Quite the contrary, says john a powell, the director of the Kirwan Institute for the Study of Race and Ethnicity at Ohio State University, who warns in an interview with me that progressives as well as conservatives are badly misreading the racial landscape that the country has entered in the age of President Obama.
powell is leading a new organization, Americans for American Values, that will look at the nation's continuing racial disparities from a different angle from how it has been frequently addressed. While much of the debate around race has focused on conscious attitudes (which is what was being measured by the Times/CBS poll) and behavior, Americans for American Values will focus on unconscious bias and how that bias affects our educational, economic and social institutions.

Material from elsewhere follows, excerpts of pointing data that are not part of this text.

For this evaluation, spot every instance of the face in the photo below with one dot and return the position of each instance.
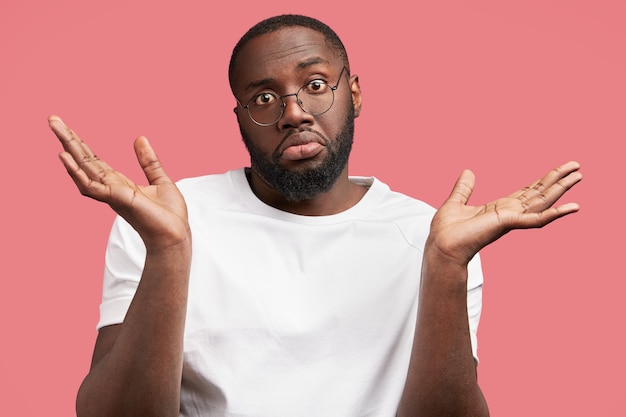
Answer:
(300, 156)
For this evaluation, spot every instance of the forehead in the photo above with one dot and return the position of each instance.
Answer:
(282, 53)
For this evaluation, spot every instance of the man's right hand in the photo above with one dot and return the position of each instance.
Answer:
(157, 211)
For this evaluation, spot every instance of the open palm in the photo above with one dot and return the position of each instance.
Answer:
(157, 211)
(459, 231)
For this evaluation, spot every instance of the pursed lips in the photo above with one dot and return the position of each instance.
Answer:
(302, 144)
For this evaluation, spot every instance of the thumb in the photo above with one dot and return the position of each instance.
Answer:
(463, 187)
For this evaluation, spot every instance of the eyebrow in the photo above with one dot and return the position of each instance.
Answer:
(301, 66)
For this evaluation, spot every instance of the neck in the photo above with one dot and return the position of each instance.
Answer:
(343, 195)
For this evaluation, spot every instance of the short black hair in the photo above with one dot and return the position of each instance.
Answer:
(275, 23)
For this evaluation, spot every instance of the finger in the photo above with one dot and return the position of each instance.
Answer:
(463, 187)
(540, 219)
(69, 139)
(554, 192)
(545, 192)
(552, 177)
(86, 186)
(149, 162)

"The research shows that unconscious bias is actually fairly high throughout the whole population. And it can be manipulated, or influenced, by the showing of images, telling of stories, hearing certain buzzwords," powell says in the interview. This bias affects individual behavior and, from a public policy perspective, leads us to embrace and adopt policies and programs that end up having a racially disparate effect, even if that effect was unintended. "We need to be aware that we can be biased and that can affect our behavior even when we don't want to be," powell says.

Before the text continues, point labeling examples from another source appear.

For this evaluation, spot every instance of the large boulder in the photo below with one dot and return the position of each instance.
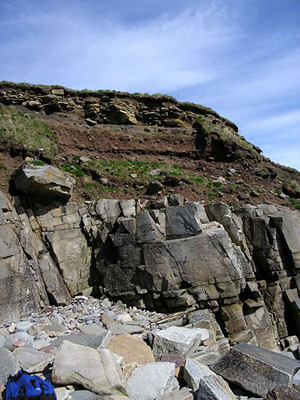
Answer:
(178, 340)
(20, 279)
(43, 181)
(95, 370)
(205, 382)
(255, 369)
(152, 380)
(131, 348)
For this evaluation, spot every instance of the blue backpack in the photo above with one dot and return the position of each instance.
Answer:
(23, 386)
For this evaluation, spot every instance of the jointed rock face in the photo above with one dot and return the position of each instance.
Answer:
(221, 284)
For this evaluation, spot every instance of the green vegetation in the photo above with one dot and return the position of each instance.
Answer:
(93, 189)
(23, 130)
(74, 169)
(294, 203)
(294, 185)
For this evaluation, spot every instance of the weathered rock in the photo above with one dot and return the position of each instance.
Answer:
(31, 360)
(205, 382)
(182, 221)
(255, 369)
(152, 380)
(8, 365)
(73, 257)
(117, 328)
(97, 371)
(154, 187)
(108, 210)
(131, 348)
(44, 181)
(85, 339)
(182, 394)
(20, 280)
(178, 340)
(85, 395)
(284, 393)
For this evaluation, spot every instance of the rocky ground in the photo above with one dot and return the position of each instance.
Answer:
(176, 212)
(96, 349)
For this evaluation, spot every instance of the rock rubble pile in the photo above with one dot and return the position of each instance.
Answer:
(96, 349)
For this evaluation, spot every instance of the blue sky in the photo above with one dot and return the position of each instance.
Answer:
(239, 57)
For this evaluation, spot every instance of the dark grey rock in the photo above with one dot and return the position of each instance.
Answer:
(8, 365)
(84, 339)
(255, 369)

powell calls the "practices, cultural norms, and institutional arrangements" that grow out of this bias "racialization," and wrote about its implications in detail in an article published in the Denver University Law Review. He uses the term, he wrote in the article, because "the language of race and racism is understood in a way that is too limited and specific to help us acquire greater insight into the important questions posed" by today's racial realities in America.
Progressives, powell says, are as susceptible to accepting racialization as conservatives. "The failure to actually embrace race in a constructive, much more sophisticated way is one of the great failures of the progressive movement," he says.
It is not enough to pursue "race-neutral" policies or to use proxies for race, such as poverty, powell says. For example, in the absence of structural changes in patterns and practices that leave African Americans and women underrepresented in construction trades, the money in the economic recovery bill that is now being poured into infrastructure projects will invariably end up benefiting whites and males more than African Americans and females, powell says.
Americans for American Values will operate under the auspices of the Institute for America's Future and will conduct research into how racialization influences policy and how policies can be changed so that they are more fair and address continuing racial inequities. The project is supported by a grant from the W.K. Kellogg Foundation.
powell will be a speaker at the America's Future Now! conference in Washington June 1-3.
"What we want to do is help America to understand how race continues to operate—in interesting ways and in measurable ways—and undermine our values" of "a racially fair and racially inclusive society," powell says.